The reason for this is a little complicated, so I'm going to go into some more background about the C# language service, much like Cyrus does in this post.  One of the things we do when bringing up a completion list is determine what methods and types to display in it.  We generally do that by walking up the scopes from the cursor position, and adding everything we see.  However, sometimes we do more than that.  For example, if you are in a bases and interfaces list, and not on the first type in the list, we'll only show namespaces and interfaces or types that contain nested interfaces.  In order to do that, we ask each type: are you an interface, or do you have a nested interface, or a nested type that contains a nested interface.  We need to show types that have nested types that have interfaces, because you may want to type that nested interface, and if we don't show you the containing type, the completion list is just getting in your way.  Pretty simple really. 
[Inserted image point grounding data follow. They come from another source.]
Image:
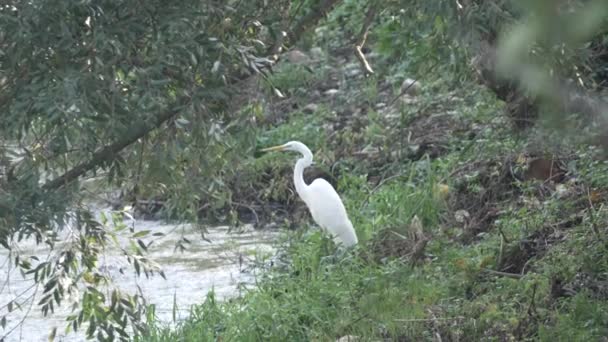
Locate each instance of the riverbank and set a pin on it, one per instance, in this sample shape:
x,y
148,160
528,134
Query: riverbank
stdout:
x,y
468,231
The problem is that our logic wasn't quite right.  The issue is that it's possible to access a nested type in one of your super types, and we didn't put those nested types in the list.  Type for an example I think:

class Base {

public interface IBase {

}

}

class Derived : Base {

}

class C {}

class D : C, // HERE {

}

At the comment, it's valid to type "Derived.IBase", but we wouldn't show "Derived" in the completion list. In order to fix this issue, we added code to an internal function "GetSuperType()", and checked to see if it has any nested types we would want to show.

Okay, so why does that create a perf problem you might ask. The problem has to do with our implementation of GetSuperType. Getting the super type of an object is a fairly expensive operation for us, because we essentially need to reparse the file to find it's bases and interfaces list, and then determine the new super type. Once we find the super type, we then cache it for future lookups, which helps out performance most of the time. The problem is that every time we reparse an entire file, we clear the cache of every super type. That's because adding or removing a type may cause what the super type is to change (a new type closer in scope with the same name might be added, meaning we should re-bind to that type for example).
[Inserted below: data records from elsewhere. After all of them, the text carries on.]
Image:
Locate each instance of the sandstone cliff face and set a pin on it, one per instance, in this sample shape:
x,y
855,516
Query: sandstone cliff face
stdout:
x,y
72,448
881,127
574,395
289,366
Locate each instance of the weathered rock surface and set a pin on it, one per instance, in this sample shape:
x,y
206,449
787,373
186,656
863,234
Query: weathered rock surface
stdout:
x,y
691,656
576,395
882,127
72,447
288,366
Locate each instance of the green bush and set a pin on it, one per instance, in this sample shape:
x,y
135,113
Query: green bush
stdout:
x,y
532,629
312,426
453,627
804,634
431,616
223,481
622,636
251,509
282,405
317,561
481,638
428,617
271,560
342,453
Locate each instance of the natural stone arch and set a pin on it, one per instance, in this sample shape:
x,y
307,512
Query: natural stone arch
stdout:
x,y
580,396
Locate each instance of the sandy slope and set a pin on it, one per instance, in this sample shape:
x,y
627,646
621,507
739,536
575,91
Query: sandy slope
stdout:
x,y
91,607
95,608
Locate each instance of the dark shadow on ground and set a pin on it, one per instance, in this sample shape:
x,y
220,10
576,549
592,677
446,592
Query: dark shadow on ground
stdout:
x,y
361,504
In my example above, when you open a file, we re-parse the file, in order to do things like populate the error-list, calculate the collapsible regions, and populate the navigation bar (those two drop-downs at the top of the file). This causes our cache to be invalidated, and the next time you need a completion list, we have to go and re-bind the super type for every type in your containment hierarchy, and any nested types inside them, which causes quite a hit.
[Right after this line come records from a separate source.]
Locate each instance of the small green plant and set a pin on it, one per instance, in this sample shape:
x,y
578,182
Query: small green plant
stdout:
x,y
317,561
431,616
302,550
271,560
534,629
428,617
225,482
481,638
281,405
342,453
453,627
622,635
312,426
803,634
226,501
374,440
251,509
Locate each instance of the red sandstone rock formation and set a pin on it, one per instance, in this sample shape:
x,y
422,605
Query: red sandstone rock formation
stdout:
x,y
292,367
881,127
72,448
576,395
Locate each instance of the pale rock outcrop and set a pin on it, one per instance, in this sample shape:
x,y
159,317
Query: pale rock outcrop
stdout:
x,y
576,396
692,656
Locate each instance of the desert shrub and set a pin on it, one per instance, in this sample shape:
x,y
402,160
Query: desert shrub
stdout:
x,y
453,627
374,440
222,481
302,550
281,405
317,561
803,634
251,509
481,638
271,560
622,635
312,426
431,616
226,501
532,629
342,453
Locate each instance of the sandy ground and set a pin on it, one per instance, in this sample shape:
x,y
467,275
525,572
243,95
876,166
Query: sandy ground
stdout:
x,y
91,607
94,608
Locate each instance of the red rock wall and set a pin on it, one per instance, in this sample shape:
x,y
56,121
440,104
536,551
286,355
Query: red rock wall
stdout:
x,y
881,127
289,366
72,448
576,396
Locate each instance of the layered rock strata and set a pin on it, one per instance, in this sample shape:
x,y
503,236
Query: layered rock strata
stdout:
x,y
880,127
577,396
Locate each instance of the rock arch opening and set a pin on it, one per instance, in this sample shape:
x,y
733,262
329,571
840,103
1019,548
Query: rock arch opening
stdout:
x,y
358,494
Okay, so how are we going to address the situation? Well, we have three ideas.

  1. We can keep the parse tree's for all the files we need to parse alive while we calculate all of the super types, instead of re-parsing for each type we find. Hopefully this will be enough.
  2. If it's not enough, we think we have a way to clear the cache must less aggressively. Basically, when a type is removed from our knowledge (which happens when we parse, we remove it, then re-add it), we currently flush the cache of every supertype in the system. In actuality, we only need to flush the cache of the types of which it is a supertype. The problem is that currently a type doesn't know what types derive from it in our architecture. We may need to add this information, but changing a core area like our type system is not something we would like to do.
  3. We could regress to the behaviour we have in Beta1 and Beta2, and just not show derived classes whose supertypes have nested classes we want to show.

We're currently investigating option number 1. What do you all think.